Ho aggiornato prima del previsto.

...Buona lettura

❄️

LEILA

Una settimana prima


Cacciai per l'ennesima volta la testa sotto il cuscino cercando di attutire la musica che rimbombava forte dalla confraternita di Ramirez, quasi provenisse dalla stanza accanto.

Tuttavia, dopo svariati e inutili tentativi di addormentarmi, mi girai a pancia in su e aprii gli occhi. Diedi uno sguardo alla sveglia – le 3:17 – poi fissai il soffitto, nervosa.

Scesi dal letto e osservai dalla finestra la confraternita, proprio di fronte al mio dormitorio. C'erano luci accese ovunque, gente che ballava, voci, risate, e musica.

Tra meno di cinque ore avevo la sveglia e questi idioti stavano dando una festa di mercoledì.

Sul patio c'erano alcuni ragazzi che si passavano a vicenda un tiro di erba alternato a un sorso di birra. Tirai su la finestra e provai a farmi sentire da uno di loro, l'unico di cui conoscevo il nome. Era il figlio del fondatore di una delle più antiche confraternite dell'ateneo, e per questo motivo la sua famiglia veniva venerata.

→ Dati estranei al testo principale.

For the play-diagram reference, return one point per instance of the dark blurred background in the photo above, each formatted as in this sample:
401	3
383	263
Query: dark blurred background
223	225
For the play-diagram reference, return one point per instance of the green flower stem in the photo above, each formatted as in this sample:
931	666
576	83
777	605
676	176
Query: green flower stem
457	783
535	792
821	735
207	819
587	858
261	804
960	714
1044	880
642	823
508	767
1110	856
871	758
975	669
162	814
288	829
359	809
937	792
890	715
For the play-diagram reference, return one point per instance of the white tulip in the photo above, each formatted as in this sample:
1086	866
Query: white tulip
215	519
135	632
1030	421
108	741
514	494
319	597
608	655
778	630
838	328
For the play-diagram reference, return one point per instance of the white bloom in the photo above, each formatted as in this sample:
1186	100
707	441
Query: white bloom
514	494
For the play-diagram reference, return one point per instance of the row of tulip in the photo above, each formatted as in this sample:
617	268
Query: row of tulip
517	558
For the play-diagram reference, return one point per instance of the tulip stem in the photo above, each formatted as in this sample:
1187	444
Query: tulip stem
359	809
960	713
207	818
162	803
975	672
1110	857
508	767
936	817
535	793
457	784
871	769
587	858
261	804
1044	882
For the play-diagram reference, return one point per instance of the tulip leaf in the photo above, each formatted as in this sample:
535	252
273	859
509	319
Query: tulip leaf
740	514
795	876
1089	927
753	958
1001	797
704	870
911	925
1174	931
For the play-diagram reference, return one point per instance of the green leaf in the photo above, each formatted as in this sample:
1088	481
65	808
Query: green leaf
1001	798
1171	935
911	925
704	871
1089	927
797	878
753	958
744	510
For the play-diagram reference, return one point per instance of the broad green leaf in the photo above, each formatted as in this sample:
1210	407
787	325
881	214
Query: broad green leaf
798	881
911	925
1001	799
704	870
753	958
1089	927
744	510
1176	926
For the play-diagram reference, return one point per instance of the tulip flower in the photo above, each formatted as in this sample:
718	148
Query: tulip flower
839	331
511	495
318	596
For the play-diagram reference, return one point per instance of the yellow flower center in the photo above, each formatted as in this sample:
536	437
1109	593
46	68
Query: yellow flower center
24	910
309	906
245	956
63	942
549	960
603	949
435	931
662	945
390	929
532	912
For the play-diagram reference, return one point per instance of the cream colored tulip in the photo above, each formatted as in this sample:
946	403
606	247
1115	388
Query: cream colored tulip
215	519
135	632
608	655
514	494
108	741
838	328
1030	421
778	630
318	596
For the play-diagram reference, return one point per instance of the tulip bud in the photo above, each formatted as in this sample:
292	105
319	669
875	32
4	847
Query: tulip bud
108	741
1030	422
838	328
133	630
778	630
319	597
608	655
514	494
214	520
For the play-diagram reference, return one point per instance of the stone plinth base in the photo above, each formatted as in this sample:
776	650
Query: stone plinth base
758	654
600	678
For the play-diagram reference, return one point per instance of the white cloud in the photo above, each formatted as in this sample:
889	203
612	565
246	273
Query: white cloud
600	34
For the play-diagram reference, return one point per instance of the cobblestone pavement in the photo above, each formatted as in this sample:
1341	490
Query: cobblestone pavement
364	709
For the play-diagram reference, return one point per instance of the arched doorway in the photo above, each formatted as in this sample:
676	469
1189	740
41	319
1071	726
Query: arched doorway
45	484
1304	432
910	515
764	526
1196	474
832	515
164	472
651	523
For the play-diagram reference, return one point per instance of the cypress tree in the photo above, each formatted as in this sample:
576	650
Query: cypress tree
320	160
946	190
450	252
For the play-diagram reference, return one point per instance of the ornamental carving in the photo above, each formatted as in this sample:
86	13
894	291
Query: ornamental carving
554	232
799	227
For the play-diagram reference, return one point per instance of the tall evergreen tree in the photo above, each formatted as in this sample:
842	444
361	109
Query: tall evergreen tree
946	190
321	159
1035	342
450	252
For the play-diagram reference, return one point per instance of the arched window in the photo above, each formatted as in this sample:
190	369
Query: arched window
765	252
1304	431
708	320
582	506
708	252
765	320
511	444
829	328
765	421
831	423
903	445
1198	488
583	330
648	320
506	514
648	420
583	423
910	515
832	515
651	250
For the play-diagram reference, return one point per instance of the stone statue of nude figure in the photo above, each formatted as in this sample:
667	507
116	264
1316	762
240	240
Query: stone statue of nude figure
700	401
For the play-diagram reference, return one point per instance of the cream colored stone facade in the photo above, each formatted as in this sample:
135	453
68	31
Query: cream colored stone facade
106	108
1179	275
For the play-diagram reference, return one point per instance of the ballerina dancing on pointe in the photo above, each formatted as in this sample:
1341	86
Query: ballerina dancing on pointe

Quando per una casualità si girò verso di me provai ad attirare la sua attenzione urlando. Gli dissi che era tardi e che con tutto quel fracasso non riuscivo a dormire. Lui aggrottò le sopracciglia, parlottò con i suoi amici e dopo scoppiarono a ridere di me, mentre tornarono a bere e a fumare.

Rimasi a fissarli costernata.

Se pensavano che avrei lasciato correre si sbagliavano di grosso.

Senza pensarci due volte mi coprii con una felpa che avevo lasciato sulla scrivania, infilai le pantofole, e mi diressi fuori dalla stanza, superando Sam che trovai ancora sveglia. Non mi sorpresi, lei viveva di notte.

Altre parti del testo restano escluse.